The script talks a lot of talk, but rarely walks the walk it talks. Tris’ visions are inserted within the narrative without any foundation, and the disconnect between the audience and any arc she might have is mitigated by a lot of pontificating. A lot. I know, it’s only the “middle” film, but I’m rapidly losing patience for films that insist on inorganically lacking basic storytelling technique – a beginning, a middle, and an end. A conclusion doesn’t need to mean the end of a story, but it does need to resolve something, hell anything, before the close. Insurgent’s long-game storytelling and indifferent emotional trajectories (especially with the one supposedly leading the film, Tris) make for hard-slog watching.
It would be okay if the premise itself wasn’t so generic, so insipidly given life on the screen. The plot’s convoluted machinations mean little, and when characters die or are injured, or betray others, or something, you get the feeling you’re supposed to feel either shock, surprise, anger or maybe a mixture of them all; instead, plot “twists” land with the cathartic thud of a barely stifled yawn. About the only part of the film with any impact are scenes involving Kate Winslet’s odious Janine, the villainous President Snow of this franchise, and it’s only through Winslet’s sheer screen presence the film lifts at all. Neither Shailene Woodley or Theo James, as the film’s two leads, can bring any gravitas to proceedings, instead mired in half-baked romantic interludes and a badly handled “quest” narrative as they travel across the desolate former city of Chicago.
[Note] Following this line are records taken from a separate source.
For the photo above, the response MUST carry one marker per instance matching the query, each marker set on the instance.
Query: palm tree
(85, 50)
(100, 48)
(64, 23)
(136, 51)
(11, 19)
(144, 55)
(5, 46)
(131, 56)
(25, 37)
The ubiquitous Jai Courtney, who appears to have a Hollywood mandate to be in every major franchise (Die Hard, Terminator, WB’s Suicide Squad, etc), does solid work as Eric, the vindictive and cruel Dauntless traitor, who works under the thrall of Janine. Octavia Spencer shows up to collect a paycheck as some hippie boss-lady, while Ray Stevenson lasts about as long as the opening credits before he’s taken out of the film.
Ansel Engort, who plays Tris’ brother Caleb, is given a character without backbone, while Miles Teller’s Peter might as well have been played by a stump of wood. Naomi Watts shows up as some woman claiming to be Tobias’s mother or something (I’d tuned out by then) and she has a blonde hairdo that made me have to look twice, while Maggie Q’s cameo appearance is thankless. Literally, you just know some of these people shot a scene in a day and that’s it. Ugh. What a waste.
Insurgent, much like its predecessor film (and no doubt the next two installments as well) is a generic, well produced but ultimately sleep-apnea inducing slogfest, a bloodless, frustratingly dull sci-fi outing trying to squeeze the tit of the Young Adult genre until it’s purple. Honestly, between this, the Hunger Games and whatever the hell The Maze Runner thing was, the genre’s now a tired, flogged out horse reduced to intermediate word association of exceptionally similar conflicts. I’ve had more fun with vasectomy pain.